This limitation means that the on-street parking program is today more of a “nice to have” rather than something you can count on as a permanent parking solution for your car. As a result, adoption as a first choice for urban parking has been slow and backyards and vacant lots are still getting paved for parking.
My own house has enough parking for all three units, but all things equal, I’d rather have more of that lot back for gardens, sheds, and outdoor space. I have friends and neighbors who don’t have that parking and I saw their struggles. I knew from living in other northeastern cities that it was possible for a city to plow the roads and still allow on-street parking.
Taking a Strong Towns Approach
Enter the Strong Towns movement: a bottom-up revolution in how we think about, plan for, and build communities that grows shared prosperity and resilience for everyone. They have a mantra for how to do public investment right:
Humbly observe where people in the community struggle.
Ask the question: What is the next smallest thing we can do right now to address that struggle?

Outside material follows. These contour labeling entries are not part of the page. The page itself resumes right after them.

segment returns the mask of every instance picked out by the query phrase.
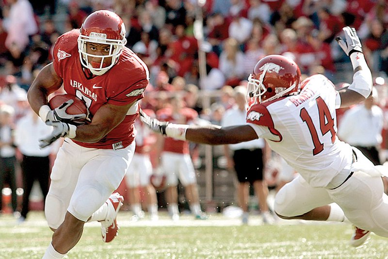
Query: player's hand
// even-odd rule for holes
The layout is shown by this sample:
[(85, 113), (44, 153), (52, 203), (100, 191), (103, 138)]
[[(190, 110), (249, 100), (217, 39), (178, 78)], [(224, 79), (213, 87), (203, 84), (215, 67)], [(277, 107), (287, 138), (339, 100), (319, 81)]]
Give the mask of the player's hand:
[(360, 52), (362, 53), (362, 47), (361, 45), (360, 39), (357, 35), (356, 29), (349, 26), (343, 27), (342, 31), (345, 33), (345, 41), (340, 37), (337, 37), (336, 40), (338, 43), (340, 47), (345, 52), (346, 55), (350, 56), (354, 52)]
[(75, 125), (82, 125), (85, 124), (85, 119), (86, 115), (81, 113), (80, 114), (68, 114), (66, 112), (66, 109), (71, 105), (74, 101), (69, 100), (66, 101), (57, 108), (48, 112), (46, 117), (46, 121), (62, 121), (66, 123), (71, 123)]
[(61, 137), (66, 137), (69, 134), (70, 126), (67, 123), (62, 121), (47, 121), (46, 124), (48, 126), (52, 126), (53, 129), (51, 134), (43, 139), (39, 140), (39, 147), (41, 148), (50, 145)]
[(141, 109), (139, 110), (139, 112), (140, 120), (143, 123), (146, 124), (153, 131), (165, 136), (166, 127), (169, 123), (168, 121), (162, 122), (156, 119), (152, 118), (146, 114)]

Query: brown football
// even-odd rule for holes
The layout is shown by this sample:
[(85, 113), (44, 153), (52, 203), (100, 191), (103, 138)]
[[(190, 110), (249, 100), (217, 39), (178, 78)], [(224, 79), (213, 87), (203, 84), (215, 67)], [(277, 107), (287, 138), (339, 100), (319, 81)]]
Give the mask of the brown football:
[(68, 94), (54, 95), (48, 101), (48, 105), (50, 108), (54, 109), (69, 100), (73, 100), (74, 102), (66, 109), (66, 112), (68, 114), (86, 114), (87, 117), (89, 111), (86, 105), (83, 101), (75, 95)]

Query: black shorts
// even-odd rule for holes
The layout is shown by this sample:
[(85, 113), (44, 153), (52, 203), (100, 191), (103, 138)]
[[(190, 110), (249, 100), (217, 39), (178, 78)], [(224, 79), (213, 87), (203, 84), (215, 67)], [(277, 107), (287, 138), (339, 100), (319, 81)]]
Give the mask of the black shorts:
[(233, 154), (234, 169), (240, 183), (252, 184), (263, 180), (263, 151), (261, 149), (239, 149)]

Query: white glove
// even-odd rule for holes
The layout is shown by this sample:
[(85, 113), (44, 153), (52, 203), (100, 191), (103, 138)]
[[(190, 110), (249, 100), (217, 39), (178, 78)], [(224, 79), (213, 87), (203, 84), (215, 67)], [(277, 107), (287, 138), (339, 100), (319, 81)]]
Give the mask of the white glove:
[(66, 123), (75, 125), (82, 125), (85, 124), (84, 120), (86, 119), (86, 115), (81, 113), (80, 114), (68, 114), (66, 112), (66, 109), (71, 105), (74, 101), (69, 100), (66, 101), (57, 108), (51, 110), (46, 116), (46, 121), (62, 121)]
[(360, 52), (362, 53), (362, 47), (361, 45), (360, 39), (357, 35), (356, 29), (349, 26), (343, 27), (342, 31), (345, 33), (345, 41), (340, 37), (337, 37), (336, 40), (338, 43), (340, 47), (345, 52), (346, 55), (350, 56), (354, 52)]
[[(41, 148), (50, 145), (61, 137), (68, 137), (70, 138), (75, 137), (75, 130), (77, 127), (74, 125), (70, 125), (62, 121), (52, 121), (49, 120), (48, 120), (46, 124), (48, 126), (52, 126), (53, 129), (51, 134), (43, 139), (39, 140), (39, 147)], [(75, 129), (71, 130), (73, 129), (71, 129), (72, 127)]]

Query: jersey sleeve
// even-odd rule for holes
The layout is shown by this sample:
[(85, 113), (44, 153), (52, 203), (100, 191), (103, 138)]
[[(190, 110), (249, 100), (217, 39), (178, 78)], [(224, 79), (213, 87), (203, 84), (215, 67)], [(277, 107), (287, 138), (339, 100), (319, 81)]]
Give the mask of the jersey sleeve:
[(61, 78), (63, 78), (65, 69), (71, 66), (66, 64), (70, 59), (74, 58), (72, 56), (79, 58), (77, 40), (79, 33), (79, 30), (65, 33), (58, 37), (54, 45), (52, 63), (55, 72)]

Do that thing. Do it right now.
Members of my community formed a small group of about four households, and a few other allies, with me taking the lead on organizing and communications.
Setting the Right Tone
The next step was to figure out what our message would be. We wanted to highlight the benefits both to individuals who had nowhere else to go, but also to the city at large. So we focused on how parked cars on the street improve safety by slowing traffic and protecting the sidewalk. We talked about how moving cars out of backyards and vacant lots would free up land for new homes (helping our housing crisis) and gardens that would help reduce storm water run-off. We also highlighted how on-street parking draws people out onto the street (out of their garages and driveways, increasing conviviality). Lastly, although the group organizing it included city planners, developers, lawyers, and academics, we set a tone that we were just doing this as neighbors. Nothing would be “innovative,” “experimental,” “dense,” etc. We used simple language, no jargon, and focused on how we were doing tried and true things that have worked here and elsewhere for millions of people.
Making a Splash
We started our campaign a year ago, in the middle of last winter, where the problems of the snow bans were in many people’s minds. We launched a change.org petition, sharing it around on Facebook, Twitter, Nextdoor, and through personal connections. We had over a 130 people sign it, mostly from our neighborhood. Now we had a constituency.
Making the Connections
Then, with our approach and our tone settled and a constituency at our back, we reached out to neighborhood elected officials, neighborhood organizations, and city staff. We came forward not stridently, but collaboratively, following the goals of our tone, above. We sought staff insights into the best way to design it. We lobbied city council and the mayor’s office. We didn’t demand action right away; we could wait for next year (this winter) so there was time to plan. We applauded every positive movement from within the city, and applied friendly relentless pressure when we didn’t hear back.